Ahrensburg. An schönen Tagen sitzt er am Ahrensburger Rondeel und verzaubert seine Zuhörer mit akustischen Gitarrenklängen. Jewgenij Tschi spielt Brahms, spanische Romanzen und Eigenkompositionen. Jeder, der die Melodien hört, möchte unwillkürlich die Augen schließen und sich seinen Gedanken hingeben, die dann von den romantischen Klängen beflügelt davonschweben.

Jewgenij Tschi trägt das traditionelle Unterhemd der Matrosen der russischen Marine.
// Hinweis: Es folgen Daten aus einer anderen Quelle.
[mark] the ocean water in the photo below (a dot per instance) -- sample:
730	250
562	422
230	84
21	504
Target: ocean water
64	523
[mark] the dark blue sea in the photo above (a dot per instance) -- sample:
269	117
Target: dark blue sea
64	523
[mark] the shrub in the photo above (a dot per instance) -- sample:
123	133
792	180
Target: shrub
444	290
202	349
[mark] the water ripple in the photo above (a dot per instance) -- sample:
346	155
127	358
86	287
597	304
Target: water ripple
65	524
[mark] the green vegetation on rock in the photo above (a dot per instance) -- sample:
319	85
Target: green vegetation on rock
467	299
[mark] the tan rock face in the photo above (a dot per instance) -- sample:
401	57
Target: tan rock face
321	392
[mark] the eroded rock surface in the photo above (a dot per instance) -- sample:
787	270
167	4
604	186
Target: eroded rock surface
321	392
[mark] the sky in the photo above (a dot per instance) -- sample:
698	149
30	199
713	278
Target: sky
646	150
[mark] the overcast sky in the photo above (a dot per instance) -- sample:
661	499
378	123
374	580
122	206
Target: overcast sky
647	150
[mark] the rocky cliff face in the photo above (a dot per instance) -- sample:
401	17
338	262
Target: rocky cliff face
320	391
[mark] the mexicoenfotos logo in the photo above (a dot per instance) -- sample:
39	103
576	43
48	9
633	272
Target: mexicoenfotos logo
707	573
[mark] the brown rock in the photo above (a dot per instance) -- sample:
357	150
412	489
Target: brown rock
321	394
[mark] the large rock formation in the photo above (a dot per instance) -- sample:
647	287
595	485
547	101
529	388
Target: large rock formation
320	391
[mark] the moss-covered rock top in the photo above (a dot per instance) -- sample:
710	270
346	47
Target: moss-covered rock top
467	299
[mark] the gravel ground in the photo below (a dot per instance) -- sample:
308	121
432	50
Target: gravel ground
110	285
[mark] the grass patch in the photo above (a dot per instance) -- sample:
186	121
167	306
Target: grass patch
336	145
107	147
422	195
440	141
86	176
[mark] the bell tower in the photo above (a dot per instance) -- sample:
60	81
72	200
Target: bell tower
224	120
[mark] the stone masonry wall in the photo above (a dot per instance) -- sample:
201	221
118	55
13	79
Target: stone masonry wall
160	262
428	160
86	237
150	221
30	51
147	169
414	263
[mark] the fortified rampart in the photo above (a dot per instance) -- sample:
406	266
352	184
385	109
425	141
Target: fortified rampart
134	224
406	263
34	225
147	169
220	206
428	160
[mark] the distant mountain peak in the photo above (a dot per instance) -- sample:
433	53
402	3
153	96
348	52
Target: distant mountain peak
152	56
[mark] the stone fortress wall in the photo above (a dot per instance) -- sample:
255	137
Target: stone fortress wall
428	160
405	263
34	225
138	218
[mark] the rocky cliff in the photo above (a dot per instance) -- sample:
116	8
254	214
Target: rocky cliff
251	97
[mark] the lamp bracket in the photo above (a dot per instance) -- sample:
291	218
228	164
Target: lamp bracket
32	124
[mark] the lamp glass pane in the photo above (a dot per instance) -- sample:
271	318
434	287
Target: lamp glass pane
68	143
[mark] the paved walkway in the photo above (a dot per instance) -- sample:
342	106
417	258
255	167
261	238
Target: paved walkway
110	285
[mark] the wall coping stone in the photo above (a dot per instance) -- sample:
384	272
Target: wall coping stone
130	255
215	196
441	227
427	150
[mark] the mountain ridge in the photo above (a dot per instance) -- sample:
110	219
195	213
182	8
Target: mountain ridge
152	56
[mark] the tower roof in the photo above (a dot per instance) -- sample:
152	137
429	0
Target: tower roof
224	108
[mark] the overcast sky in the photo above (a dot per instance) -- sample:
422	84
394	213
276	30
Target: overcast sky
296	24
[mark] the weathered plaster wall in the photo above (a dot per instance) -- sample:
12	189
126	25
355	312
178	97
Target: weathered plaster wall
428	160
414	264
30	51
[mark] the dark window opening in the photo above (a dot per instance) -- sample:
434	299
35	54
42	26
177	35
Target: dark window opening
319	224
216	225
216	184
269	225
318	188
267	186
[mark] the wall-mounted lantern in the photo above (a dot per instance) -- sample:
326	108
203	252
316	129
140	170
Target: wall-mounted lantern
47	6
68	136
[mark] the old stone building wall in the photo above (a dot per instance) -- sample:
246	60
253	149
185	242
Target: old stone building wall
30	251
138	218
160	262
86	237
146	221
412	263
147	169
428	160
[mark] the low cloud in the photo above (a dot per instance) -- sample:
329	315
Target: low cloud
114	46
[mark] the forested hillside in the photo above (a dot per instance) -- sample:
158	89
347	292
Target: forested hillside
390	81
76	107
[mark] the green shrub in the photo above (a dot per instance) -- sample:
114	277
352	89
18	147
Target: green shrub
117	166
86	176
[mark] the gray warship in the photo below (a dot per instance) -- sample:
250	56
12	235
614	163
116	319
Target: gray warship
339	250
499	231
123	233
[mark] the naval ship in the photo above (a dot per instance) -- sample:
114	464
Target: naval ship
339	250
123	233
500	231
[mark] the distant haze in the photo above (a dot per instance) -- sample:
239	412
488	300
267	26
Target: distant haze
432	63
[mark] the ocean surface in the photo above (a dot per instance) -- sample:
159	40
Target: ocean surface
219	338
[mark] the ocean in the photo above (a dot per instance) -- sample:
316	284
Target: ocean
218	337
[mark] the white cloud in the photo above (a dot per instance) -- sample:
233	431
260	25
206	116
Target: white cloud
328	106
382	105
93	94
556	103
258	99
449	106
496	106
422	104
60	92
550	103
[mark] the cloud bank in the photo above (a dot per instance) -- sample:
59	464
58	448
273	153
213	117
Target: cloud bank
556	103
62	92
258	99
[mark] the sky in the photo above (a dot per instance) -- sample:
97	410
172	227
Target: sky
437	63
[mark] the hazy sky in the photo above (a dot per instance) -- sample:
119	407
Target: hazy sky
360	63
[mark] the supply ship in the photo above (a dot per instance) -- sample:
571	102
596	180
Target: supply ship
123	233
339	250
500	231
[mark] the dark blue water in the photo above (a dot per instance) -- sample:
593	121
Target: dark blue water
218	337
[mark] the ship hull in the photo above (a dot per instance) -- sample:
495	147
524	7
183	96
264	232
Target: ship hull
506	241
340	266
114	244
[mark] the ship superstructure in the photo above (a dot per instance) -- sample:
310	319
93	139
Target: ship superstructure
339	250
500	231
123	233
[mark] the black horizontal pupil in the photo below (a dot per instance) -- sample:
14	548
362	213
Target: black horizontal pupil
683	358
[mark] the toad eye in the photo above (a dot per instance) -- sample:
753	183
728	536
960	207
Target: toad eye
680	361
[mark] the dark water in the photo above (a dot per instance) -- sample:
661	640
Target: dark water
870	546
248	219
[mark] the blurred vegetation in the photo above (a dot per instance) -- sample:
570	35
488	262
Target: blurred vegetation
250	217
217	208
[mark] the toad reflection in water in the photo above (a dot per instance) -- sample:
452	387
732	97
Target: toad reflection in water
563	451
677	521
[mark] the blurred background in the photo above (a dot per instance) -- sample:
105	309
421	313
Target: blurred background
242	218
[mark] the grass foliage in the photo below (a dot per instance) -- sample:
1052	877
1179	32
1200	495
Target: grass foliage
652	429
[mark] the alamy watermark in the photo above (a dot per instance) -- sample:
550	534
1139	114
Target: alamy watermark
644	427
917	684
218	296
Tel'njaschka, das blau-weiß quer gestreifte T-Shirt, ist auch bei Russen, die nicht zur See fahren, sehr beliebt. Genauso wie das Gitarrespielen.

"Die ersten Akkorde habe ich von anderen Jungen gelernt, die bei uns auf dem Hinterhof regelmäßig abends geklampft haben", sagt der 45-Jährige. Er habe den anderen auf die Finger geschaut und den Akkord dann selbst auf der Gitarre probiert. "Könige der Hinterhöfe hießen sie", sagt Tschi, der aus dem russischen Barnaul kommt. In der Hauptstadt der Region Altai im Süden Westsibiriens ist er geboren und aufgewachsen.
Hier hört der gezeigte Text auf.